Висконти — гибеллины и вассалы германского императора, и вот уже Папа провозглашает «антивисконтиевский крестовый поход»; однако они могут всего за несколько дней перейти во враждебный лагерь, сообразуясь с минутной выгодой, то есть с такой игрой союзов, в которых будет лучше всего чувствовать себя их необузданное честолюбие. Они тратят чудовищные суммы на приобретение титулов: среди них титул императорского наместника в Ломбардии, который Аццоне (1302–1339) получил от Людвига IV Баварского; титул миланского сеньора с правом наследования (1530); титулы герцога Миланского (1395) и Ломбардского (1397), которые Джан Галеаццо (1351–1402) получил от германского императора Венцеслава IV в обмен на телегу, тяжело груженную золотом. Их мечта — стать королями, и придворные относятся к ним именно так: когда они проезжают через город, любой, в каком бы виде его ни застали, обязан под страхом смерти пасть на колени. Когда архиепископ Миланский отказывается рукоположить одного священника, сочтя его недостойным сана, Бернабо Висконти (1323–1385) приказывает ему преклонить перед ним колени со словами: «Ego sum Papa et Imperator et Dominus in omnibus terris meis (Я есмь Папа и Император и Господь на всех землях моих)». Один француз, проезжавший через Милан, приходит в ужас, войдя в церковь Сан-Джованни-ин-Конка и увидев водруженную прямо на алтарь монументальную конную статую Бернабо работы скульптора Бонино да Кампионе.

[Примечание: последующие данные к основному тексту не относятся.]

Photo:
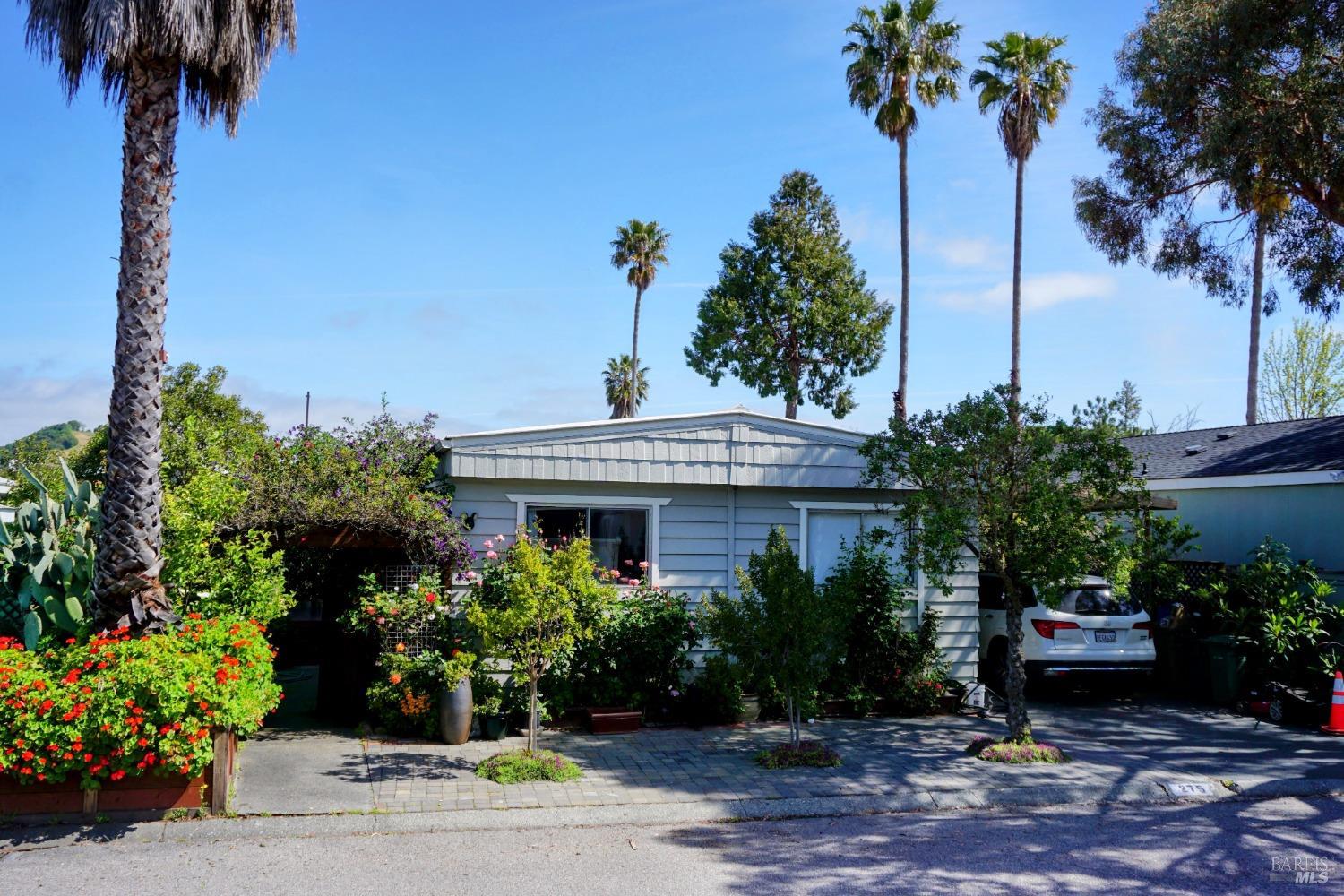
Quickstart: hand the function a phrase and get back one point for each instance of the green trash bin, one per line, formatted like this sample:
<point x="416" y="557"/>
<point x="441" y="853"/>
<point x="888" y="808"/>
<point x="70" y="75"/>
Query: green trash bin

Этот проезжий был до глубины души возмущен «поганым идолом».

Чтобы придать родовому имени больше блеска, Висконти окружают себя поэтами, учеными, хронистами и составителями генеалогий, которые должны увековечить их славу в грядущих веках. На празднествах, устраиваемых Джованни, Бернабо, Джан Галеаццо, присутствует Петрарка; священники, писатели, генеалогисты сочиняют Золотую легенду рода Висконти и прослеживают его корни до таких глубин, на которые уже не смогут погрузиться историки нашей эпохи, исполненные самых бескорыстных намерений. Новейшие исследователи теряют след рода Висконти около 1157 года — в это время Висконти упоминаются как «vice comites», виконты, мелкие дворяне, владеющие скромной вотчиной в Марьяно, по-видимому пожалованной им в конце X века миланским архиепископом Ландольфо. Генеалогия, изобретенная священником-августинцем Пьетро да Кастеллето до кончины Джан Галеаццо и расцвеченная кистью витражного мастера Миланского кафедрального собора Микелино да Безоццо, берет истоком рода Висконти любовный союз Афродиты и Анхиза.[59] Другие прославляют их легендарные подвиги, их необыкновенные сражения с сарацинскими, баварскими королями, с чудовищами: кто же, как не Уберто, умертвил дракона, отравлявшего своим ядовитым зловонным дыханием весь Милан? И Лукино Висконти (1287–1349), брат Галеаццо и архиепископа Джованни (1290–1354), тот ужасный Лукино, которого История запомнила человеком беспринципным, продажным и жестоким, — он тоже стал частью семейной легенды.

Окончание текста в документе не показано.